Cover and steam for 10 minutes on high flame and the next 15 minutes on low flame. The meat and fat will release moisture but would not tenderise in the first round. Uncover the lid and let the steam escape and cool.
Repeat the steaming process twice a day for the subsequent three to four day. By now the flavourful fat would have been rendered and submerged the meat chunks completely.
This batch of meat is then kept in a cool and dry place covered by a light muslin cloth for longer periods without the risk of being spoiled.

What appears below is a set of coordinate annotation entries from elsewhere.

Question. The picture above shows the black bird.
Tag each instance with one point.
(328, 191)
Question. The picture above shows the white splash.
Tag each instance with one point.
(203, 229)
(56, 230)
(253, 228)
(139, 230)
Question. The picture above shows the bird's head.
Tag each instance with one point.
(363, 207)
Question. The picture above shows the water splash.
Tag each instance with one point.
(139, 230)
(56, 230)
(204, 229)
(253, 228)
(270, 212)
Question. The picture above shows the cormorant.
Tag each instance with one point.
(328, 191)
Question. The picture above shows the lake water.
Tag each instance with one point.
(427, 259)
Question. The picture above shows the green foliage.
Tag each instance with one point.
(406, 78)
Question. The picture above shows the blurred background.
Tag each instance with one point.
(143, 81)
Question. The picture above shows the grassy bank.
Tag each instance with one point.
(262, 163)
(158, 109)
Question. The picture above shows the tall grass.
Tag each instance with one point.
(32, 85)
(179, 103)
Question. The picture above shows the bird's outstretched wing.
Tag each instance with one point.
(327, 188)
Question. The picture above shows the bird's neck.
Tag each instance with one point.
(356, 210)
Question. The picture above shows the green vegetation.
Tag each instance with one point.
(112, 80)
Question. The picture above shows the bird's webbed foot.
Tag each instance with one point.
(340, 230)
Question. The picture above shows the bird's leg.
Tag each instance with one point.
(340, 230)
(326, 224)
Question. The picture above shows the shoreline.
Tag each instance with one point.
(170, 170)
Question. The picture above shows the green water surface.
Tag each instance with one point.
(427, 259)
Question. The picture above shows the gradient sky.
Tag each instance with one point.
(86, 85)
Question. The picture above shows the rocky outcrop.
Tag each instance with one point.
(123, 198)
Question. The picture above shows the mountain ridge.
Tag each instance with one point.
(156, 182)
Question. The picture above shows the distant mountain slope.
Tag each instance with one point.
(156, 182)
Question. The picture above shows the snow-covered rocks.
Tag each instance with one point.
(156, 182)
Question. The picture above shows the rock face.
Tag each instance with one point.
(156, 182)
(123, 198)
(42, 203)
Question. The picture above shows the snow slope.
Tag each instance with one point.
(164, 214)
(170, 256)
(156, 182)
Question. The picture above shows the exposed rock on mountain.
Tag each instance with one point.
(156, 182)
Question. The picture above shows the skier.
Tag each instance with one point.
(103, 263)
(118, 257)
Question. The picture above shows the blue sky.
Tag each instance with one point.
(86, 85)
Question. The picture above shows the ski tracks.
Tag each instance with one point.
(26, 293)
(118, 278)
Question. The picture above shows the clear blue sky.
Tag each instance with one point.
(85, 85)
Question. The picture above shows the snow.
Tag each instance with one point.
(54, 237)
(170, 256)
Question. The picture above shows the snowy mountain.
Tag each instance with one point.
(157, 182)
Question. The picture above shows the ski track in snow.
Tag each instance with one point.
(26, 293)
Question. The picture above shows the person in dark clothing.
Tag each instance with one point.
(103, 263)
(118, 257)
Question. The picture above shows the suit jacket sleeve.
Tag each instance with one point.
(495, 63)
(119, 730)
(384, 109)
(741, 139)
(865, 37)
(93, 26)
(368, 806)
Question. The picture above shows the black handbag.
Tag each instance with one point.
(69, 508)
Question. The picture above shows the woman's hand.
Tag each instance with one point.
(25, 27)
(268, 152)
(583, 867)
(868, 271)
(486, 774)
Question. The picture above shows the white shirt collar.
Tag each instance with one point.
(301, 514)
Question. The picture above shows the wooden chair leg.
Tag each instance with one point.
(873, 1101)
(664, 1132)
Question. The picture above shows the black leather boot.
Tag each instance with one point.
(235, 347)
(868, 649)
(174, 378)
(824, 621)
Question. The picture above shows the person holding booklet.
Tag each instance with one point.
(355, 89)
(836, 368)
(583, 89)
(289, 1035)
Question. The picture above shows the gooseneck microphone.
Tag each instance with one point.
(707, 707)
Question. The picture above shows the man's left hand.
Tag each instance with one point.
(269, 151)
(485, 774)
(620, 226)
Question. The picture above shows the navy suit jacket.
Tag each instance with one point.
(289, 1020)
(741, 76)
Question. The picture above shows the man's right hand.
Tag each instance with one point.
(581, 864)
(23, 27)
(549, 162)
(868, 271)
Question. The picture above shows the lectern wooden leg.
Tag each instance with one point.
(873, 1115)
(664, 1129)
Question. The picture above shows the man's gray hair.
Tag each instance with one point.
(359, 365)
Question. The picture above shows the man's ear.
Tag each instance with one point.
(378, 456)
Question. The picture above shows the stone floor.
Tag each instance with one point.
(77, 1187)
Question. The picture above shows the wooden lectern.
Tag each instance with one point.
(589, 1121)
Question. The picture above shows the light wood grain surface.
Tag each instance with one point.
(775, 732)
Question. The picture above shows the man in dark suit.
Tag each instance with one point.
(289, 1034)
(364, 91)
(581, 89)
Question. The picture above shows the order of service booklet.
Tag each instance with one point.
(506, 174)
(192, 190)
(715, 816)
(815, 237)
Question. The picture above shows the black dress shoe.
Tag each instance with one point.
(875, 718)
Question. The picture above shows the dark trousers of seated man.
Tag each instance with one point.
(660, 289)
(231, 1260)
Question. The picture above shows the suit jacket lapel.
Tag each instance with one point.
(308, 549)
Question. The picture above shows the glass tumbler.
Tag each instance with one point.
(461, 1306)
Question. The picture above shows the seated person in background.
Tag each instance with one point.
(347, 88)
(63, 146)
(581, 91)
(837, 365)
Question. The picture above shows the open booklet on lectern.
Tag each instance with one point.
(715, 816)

The sukha gosht can now be had with steamed rice, added to vegetable curries or even added to the savoury Kolkata style Biryani.
The meat is extracted through re-heating and gets polished off in a matter of a few days. The goat tallow is further heated, decanted, carefully separating it from any sediment of meat shreds and preserved in steel boxes. They are often preserved up to the next Bakried.
SARWAR YASMIN’S RECIPE FOR PARATHA
Ingredients
500 gm refined flour
6 tbsp refined oil
2 tsp salt
4 tbsp sugar
220 ml hot boiling water
A pinch of ajwain (carom seeds) or kalo jeere (nigella seeds) (completely optional)
Method
Mix flour, refined oil, salt sugar and only a pinch of ajwain/ kalo jeere (nigella seeds), only if you like their flavour.
Make a trough in the midst of the flour mix creating space for the hot boiling water. When the water starts boiling vigorously, immediately pour into the trough and mix with a ladle as much and as quickly as you can.
Now let it cool before you can start using your hands to make the dough. Boiling hot water denatures proteins, reducing gluten.
After making a dough ball, slather it with some more refined oil. Cover and let it cool for an hour before proceeding to make balls for the parathas.
Roll them out, layer by layer and toss them up the tawa with generous helpings of the tallow or ghee.
Mahwish Paikar is an ardent culinary enthusiast who loves spending time in the kitchen and on food writings but also unintentionally happens to be a Deputy Commissioner of Revenue under GST.